The match itself was hosted by the local Leeuwarden Rugby Club and a large crowd were there to support the commemorative event and watch an entertaining game of rugby. RNRU Director of Community Rugby, Lt Cdr Chris Roberts from RNAS Culdrose, willingly showcased the talent of the Northern and Eastern teams to RNRU Director of Rugby, Captain Roger Readwin. By encouraging participation in rugby at the ship and unit level, a larger pool of players is available for selection to the regional teams. From these regional teams the most able players are called up to play for the Navy's representative teams.
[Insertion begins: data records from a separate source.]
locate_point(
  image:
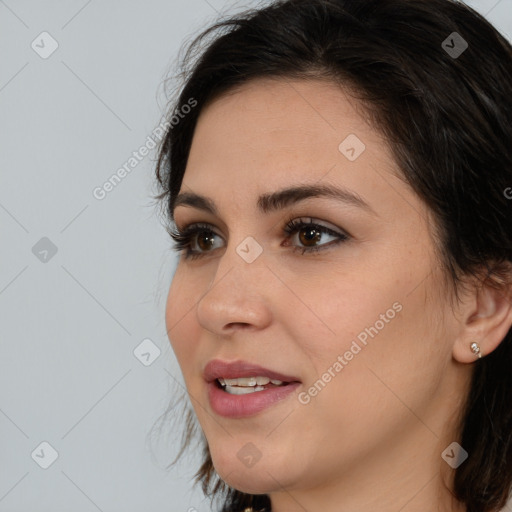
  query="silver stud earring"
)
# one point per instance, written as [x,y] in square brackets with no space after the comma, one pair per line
[475,348]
Read the full match report here.
The celebrations continued after the match in the Clubhouse with the players from the UK integrating with their Dutch colleagues and meeting the members of the Leeuwarden rugby club, in particular inspiring the younger members of the club. This event can be seen as a continuation of the Rugby World Cup Legacy programme - 'Unity' where the focus was on encouraging the development of rugby in countries that had a burgeoning organisation to help them increase participation in the great sport of rugby.
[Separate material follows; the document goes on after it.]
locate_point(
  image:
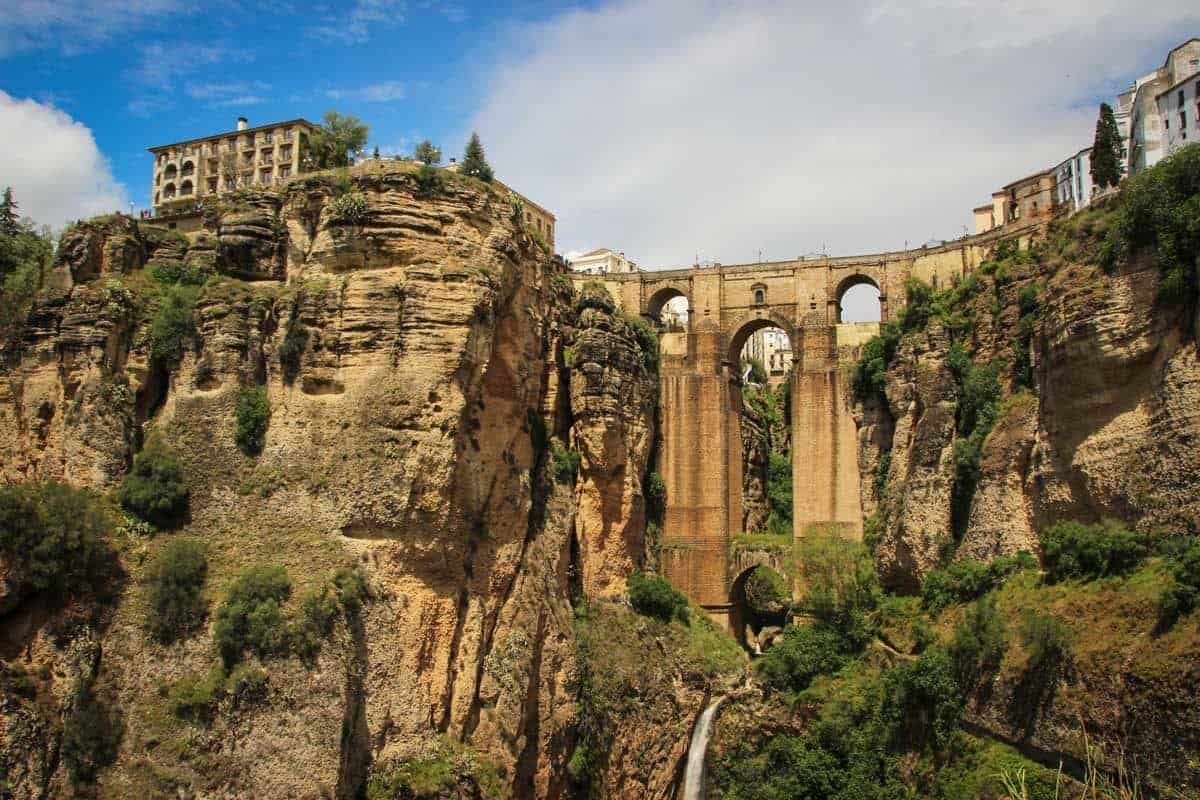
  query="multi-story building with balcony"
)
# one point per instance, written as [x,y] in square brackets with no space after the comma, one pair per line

The final event of the weekend was a memorial service at the graves of the nine sailors who died during their time in the internment camp in Groningen. RNRU representatives joined descendants of Commodore Henderson, members of the British Legion and the Rugby Make a Difference Foundation to honour those who had lost their lives in the service of their country.
Much has changed since that first 'international' rugby match was played by the interned sailors of 'HMS Timbertown' during the First World War but the spirit of rugby is still the same, to encourage as many people as possible to join in with the excellent game of rugby, whether playing, coaching, officiating, volunteering and supporting, and to promote the key values of sportsmanship and respect across national boundaries. That spirit is alive and well in both the Royal Navy and the Netherlands.